Kulminator proved to be a storybook ending to Euro ’95 III.  In the years to come, Tim Webb continued pointing the way to must-visit Belgian cafés: Cave a Bieres in Tournai; Malle Post in Rochefort; Hommelhof restaurant in Watou; Hotel Palace in Poperinge, where we often stayed and got to know the owners Guy and Beatrice; and many others. Some are gone now, but others remain.

The number of Belgian ales consumed altogether? In the hundreds. Heady stuff for a hick from somewhere near French Lick.

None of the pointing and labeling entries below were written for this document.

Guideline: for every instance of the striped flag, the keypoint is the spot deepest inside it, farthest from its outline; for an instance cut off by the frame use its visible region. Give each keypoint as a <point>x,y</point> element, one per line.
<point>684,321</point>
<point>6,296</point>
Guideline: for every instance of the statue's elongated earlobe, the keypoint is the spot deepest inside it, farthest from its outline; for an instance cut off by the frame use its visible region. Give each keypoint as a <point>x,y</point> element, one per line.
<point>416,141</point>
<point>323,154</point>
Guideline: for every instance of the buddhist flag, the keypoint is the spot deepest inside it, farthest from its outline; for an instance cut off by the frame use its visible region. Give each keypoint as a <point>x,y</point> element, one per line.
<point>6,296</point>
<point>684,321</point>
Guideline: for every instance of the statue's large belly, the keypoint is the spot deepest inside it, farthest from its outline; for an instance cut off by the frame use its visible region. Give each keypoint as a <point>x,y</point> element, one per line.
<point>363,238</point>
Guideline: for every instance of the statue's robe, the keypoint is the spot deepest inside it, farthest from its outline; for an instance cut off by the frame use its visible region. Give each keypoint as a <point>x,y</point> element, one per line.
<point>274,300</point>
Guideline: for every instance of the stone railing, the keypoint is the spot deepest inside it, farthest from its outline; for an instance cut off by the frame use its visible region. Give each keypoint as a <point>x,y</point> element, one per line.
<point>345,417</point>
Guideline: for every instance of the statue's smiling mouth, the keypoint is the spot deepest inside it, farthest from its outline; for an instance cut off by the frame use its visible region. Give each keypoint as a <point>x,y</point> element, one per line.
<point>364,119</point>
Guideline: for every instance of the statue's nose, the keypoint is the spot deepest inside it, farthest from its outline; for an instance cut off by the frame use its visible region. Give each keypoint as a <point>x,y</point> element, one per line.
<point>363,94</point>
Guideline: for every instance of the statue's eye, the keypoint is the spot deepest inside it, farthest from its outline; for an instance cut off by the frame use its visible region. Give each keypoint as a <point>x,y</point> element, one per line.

Next: 40 Years in Beer (Book II), Part 61: The Silo Microbrewery’s fatal travails, 1994 – 1997.

NOTES

(1) It bears mentioning that in Brugge, the large Belgian beer selection at Hotel Erasmus predated Brugs Beertje by several years, and Kulminator in Antwerp dates to 1979.

(2) The cafés mentioned here remain operational today except Éblouissant and Posterie.

(3) In January of 2007 I stumbled quite by accident onto the website of a band called Ceilí Moss, a folk/rock act from Belgium, only to be slapped in the face.

If you’re curious where this name comes from: Ceilí (pronounced as Kylie) is a Gaelic word for a party with music, and Moss was the nickname of Alain Mossiat, boss of the pub “L’Éblouissant”, where we did our very first gigs.

By 2015, the band had ceased performing; they may have reformed since then to join the Wallonian heritage tour. The music and back story of Ceilí Moss can be found here.

And, David Pierce contributes this sketch by Moss the Boss, as drawn in 1996 when Matt Gould and Rick Buckman borrowed David’s copy of Webb’s book for their trip.

(4) Kim’s party was my introduction to Boris, friend and Haarlem NL resident.

(5) The obituary at the Het Laatste Nieuws: “Jan De Bruyne (77), founder of the famous ‘t Brugs Beertje, has passed away: ‘A café without a barrel of pilsner on tap… That wouldn’t last long, many thought.'” Here’s a gallery from the article:

(6) Breughel Bier was later revived (and reformulated).

John Dennis, Ron Downer and David Pierce hunt for souvenirs in Brussels, 1995.